Mas se engana quem pensa que o espírito do fascismo está encarnado apenas num grupo de pessoas em espaços institucionais específicos. Seu espraiamento entre outras camadas “insuspeitas” da população faz dessa força destrutiva o alvo principal de uma luta permanente pela liberdade. Em “Introdução à vida não-fascista”, texto escrito para o prefácio do livro O anti-édipo de Gilles Deleuze e Félix Guattari, publicado em 1977 nos Estados Unidos, Michel Foucault elege o fascismo como o inimigo maior: “E não somente o fascismo histórico de Hitler e de Mussolini – que tão bem souberam mobilizar e utilizar o desejo das massas –, mas o fascismo que está em nós todos, que martela nossos espíritos e nossas condutas cotidianas, o fascismo que nos faz amar o poder, desejar esta coisa que nos domina e nos explora”.
A imagem de uma poderosa manada de mamíferos ferozes e imponentes vindo em nossa direção, levantando na paisagem uma nuvem espessa, crescente e insensata de poeira e sujeira, deve ilustrar algo que cedo ou tarde acaba por invadir a vida de cada um de nós: o discurso do ódio em suas múltiplas faces. E quando invade o interior de nossas casas, o animal berrante está muito longe de possuir as características de um bichinho domesticado. Tomemos o caso específico daqueles que se arriscam na escrita destinada a um público disperso em sítios da internet e das redes sociais: a depender da temperatura do assunto tratado, os rinocerontes correm e avançam livremente por entre as telas de computadores e celulares. Os comentários que preenchem o espaço reservado à “livre opinião”, com raríssimas exceções, dão mostras de que o teatro de Eugène Ionesco, naquilo que soube encenar como a fratura violenta dos laços sociais, manifestando desde a comunicação marcada pelo sem sentido até a expressão de comportamentos que traduzem a ferocidade animal impulsionada pelo ódio, representa hoje em dia a cena mais cotidiana de nossas vidas.
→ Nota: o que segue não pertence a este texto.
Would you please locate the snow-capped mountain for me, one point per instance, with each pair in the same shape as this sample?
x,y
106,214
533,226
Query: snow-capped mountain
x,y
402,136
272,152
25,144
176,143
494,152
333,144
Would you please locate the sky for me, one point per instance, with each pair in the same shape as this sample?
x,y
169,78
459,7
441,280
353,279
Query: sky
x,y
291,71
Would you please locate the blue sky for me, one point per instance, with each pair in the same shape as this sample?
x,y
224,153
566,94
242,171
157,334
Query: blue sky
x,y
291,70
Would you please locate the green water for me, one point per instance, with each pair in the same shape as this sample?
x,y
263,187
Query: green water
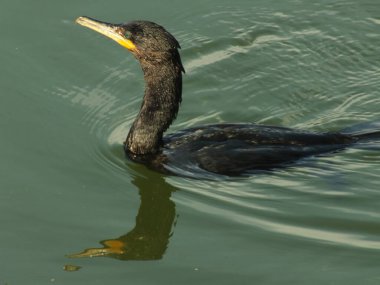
x,y
68,97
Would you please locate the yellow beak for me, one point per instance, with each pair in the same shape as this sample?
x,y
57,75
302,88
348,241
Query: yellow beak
x,y
109,30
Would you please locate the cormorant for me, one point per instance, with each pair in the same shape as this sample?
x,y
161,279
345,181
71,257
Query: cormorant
x,y
227,149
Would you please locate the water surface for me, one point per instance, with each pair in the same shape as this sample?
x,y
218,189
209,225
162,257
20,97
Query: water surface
x,y
69,96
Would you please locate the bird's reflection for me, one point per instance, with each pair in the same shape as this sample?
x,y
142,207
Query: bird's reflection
x,y
149,238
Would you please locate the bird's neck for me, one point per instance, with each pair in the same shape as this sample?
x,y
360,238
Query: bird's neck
x,y
159,108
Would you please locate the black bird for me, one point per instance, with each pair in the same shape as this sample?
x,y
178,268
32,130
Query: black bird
x,y
227,149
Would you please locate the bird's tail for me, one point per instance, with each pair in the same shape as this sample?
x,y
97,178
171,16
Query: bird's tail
x,y
368,132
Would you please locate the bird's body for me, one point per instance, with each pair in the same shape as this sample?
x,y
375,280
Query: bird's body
x,y
228,149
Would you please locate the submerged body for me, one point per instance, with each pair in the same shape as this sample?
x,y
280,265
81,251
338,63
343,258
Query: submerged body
x,y
228,149
238,149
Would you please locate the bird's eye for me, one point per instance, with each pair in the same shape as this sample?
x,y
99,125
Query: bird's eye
x,y
127,34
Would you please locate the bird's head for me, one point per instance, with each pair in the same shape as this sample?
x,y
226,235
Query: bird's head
x,y
142,38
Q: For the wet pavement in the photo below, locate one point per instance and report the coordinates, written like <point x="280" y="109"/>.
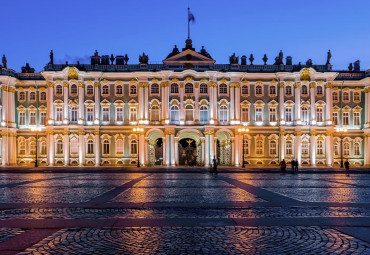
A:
<point x="184" y="212"/>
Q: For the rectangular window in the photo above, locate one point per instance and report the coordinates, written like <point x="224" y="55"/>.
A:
<point x="43" y="118"/>
<point x="335" y="118"/>
<point x="105" y="113"/>
<point x="345" y="118"/>
<point x="272" y="114"/>
<point x="356" y="119"/>
<point x="90" y="114"/>
<point x="22" y="119"/>
<point x="33" y="118"/>
<point x="119" y="111"/>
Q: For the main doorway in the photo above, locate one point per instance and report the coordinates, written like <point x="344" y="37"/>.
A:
<point x="188" y="152"/>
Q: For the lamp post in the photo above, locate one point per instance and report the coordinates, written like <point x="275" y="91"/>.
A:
<point x="138" y="131"/>
<point x="243" y="131"/>
<point x="341" y="131"/>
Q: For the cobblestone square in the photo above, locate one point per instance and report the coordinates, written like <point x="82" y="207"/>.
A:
<point x="184" y="212"/>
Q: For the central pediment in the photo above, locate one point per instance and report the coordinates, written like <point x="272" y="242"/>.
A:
<point x="189" y="56"/>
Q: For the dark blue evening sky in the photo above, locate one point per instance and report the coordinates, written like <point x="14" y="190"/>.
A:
<point x="74" y="29"/>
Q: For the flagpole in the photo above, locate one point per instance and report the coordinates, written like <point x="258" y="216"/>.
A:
<point x="188" y="23"/>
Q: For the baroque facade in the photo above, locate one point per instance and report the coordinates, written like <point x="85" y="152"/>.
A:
<point x="189" y="110"/>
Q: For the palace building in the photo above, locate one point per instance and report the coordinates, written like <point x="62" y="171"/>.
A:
<point x="188" y="110"/>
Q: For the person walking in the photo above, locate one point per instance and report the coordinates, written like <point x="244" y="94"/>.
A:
<point x="282" y="166"/>
<point x="296" y="165"/>
<point x="346" y="165"/>
<point x="215" y="166"/>
<point x="293" y="165"/>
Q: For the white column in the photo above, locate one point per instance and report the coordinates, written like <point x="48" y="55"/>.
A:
<point x="66" y="148"/>
<point x="312" y="99"/>
<point x="50" y="104"/>
<point x="232" y="105"/>
<point x="313" y="148"/>
<point x="237" y="103"/>
<point x="281" y="103"/>
<point x="51" y="149"/>
<point x="97" y="104"/>
<point x="81" y="153"/>
<point x="97" y="148"/>
<point x="297" y="103"/>
<point x="176" y="151"/>
<point x="329" y="104"/>
<point x="65" y="96"/>
<point x="81" y="117"/>
<point x="329" y="149"/>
O gesto instintivo de recusa do outro pode ser visto do lado daquele que o executa como uma defesa psíquica impulsionada pelo medo (muitas vezes o pavor) de se identificar com a diferença. A fantasia que subjaz e impulsiona o afeto é a de ser devorado, invadido, roubado e contaminado pelo outro. A frase que resume a estratégia de defesa é: “isso não pode ser, precisa ser eliminado”. Quando entoada em coro, é o próprio barrido do rinoceronte que se pode ouvir. E é preciso dizer que absolutamente ninguém está completamente imune ao perigo desta mutação animal. Como bem disse o personagem Bérenger: “Os bons sujeitos dão bons rinocerontes”.
João Paulo Ayub Fonseca é psicanalista e doutor em Ciências Sociais pela Unicamp com tese intitulada “Arte é sangue, é carne – a riqueza e a miséria da palavra no romance de Graciliano Ramos”. Autor de Introdução à analítica do poder de Michel Foucault (Intermeios, 2015).